Of the several techniques available for the diagnosis of sleep apnea, polysomnography is the most accurate and most expensive. Other studies have confirmed the efficiency of the step by step diagnostic strategy used in Germany. By applying diagnostic techniques in successive order beginning with the most economical, the cost of diagnosis can be significantly reduced without adverse effects on the patients' quality of life. Using social insurance data we show that step 3, the ambulatory screening of patients with portable devices (partial channel polysomnography, oximetry) was applied 145,000 times in 1997. Between 25 and 40% of patients moved on to step 4, in-patient polysomnography. The estimated per capita cost of pre-diagnostic techniques (step 1 to step 3) are DM 166. Polysomnography (step 4) costs about DM 1200 per case. The total medical cost of diagnosing sleep apnea in Germany amounts to DM 87,45 Mio per year, with an increasing trend.
According to published literature the nasal continuous positive airway pressure (nCPAP) is the gold standard in the therapy of sleep apnea. The adjustment of this device on average requires a two-night residence in a sleep centre. According to experts, about half of all patients are tested positively at step 4. These patients undergo nCPAP treatment. We estimate that the therapy of sleep apnea on average costs DM 11,200 per case. In 1997, the total cost of diagnosis and treatment of sleep apnea in Germany amounted to DM 345 Mio.

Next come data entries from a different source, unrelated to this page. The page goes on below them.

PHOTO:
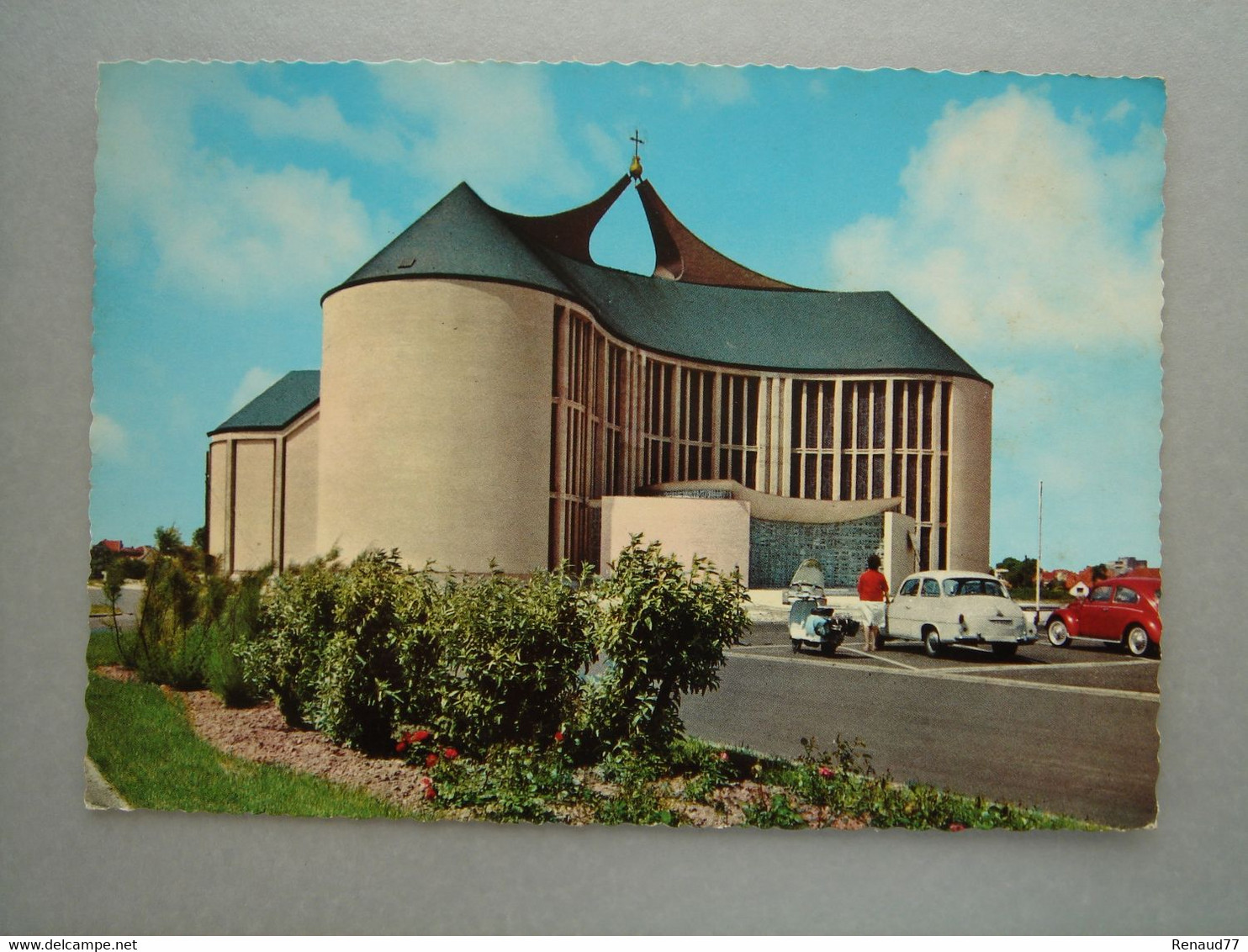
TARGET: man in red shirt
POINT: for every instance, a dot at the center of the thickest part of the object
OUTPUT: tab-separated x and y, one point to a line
873	590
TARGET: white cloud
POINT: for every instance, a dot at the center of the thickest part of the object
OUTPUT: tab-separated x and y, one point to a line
108	438
605	149
253	383
718	85
1119	111
489	124
219	229
1015	229
319	119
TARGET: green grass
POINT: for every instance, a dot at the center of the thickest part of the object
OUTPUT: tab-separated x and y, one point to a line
145	746
142	743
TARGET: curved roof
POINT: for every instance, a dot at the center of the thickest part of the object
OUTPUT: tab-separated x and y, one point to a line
278	407
747	321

The study of in-patient data reveals long hospital stays in the therapy of sleep apnea. We interpret this observation as a consequence of the absence of diagnosis-related payments. The current reimbursement scheme, applying a flat rate per diem, does not enable hospitals to cover the cost of short-term treatment. For this reason patients stay too long and treatment capacities are not available for patients on the waiting list.
The number of sleep centres has sharply increased. Between July 1995 and July 1999 the number rose from 53 to 170 centres, an annual growth rate of almost 50%. Although there are visible regional differences in supply and demand, there appear to be sufficient capacities for the diagnosis and therapy of sleep apnea. In the long run we expect the demand to decrease, since the current demand partly reflects an excess in prevalence over incidence.
The ambulatory treatment of sleep apnea - under the current reimbursement scheme - is cheaper than treatment in hospitals. From an economic perspective, the production losses due to absence from work of patients spending unnecessary time in in-patient care have to be considered. The introduction of diagnosis-related payments would increase the flexibility in in-patient care and probably lead to both shorter hospital stays and shorter waiting periods. Since there is no medical legitimation for discriminating against the diagnosis and treatment of sleep apnea in an ambulatory setting, the current preference of in-patient care does not appear to be justified.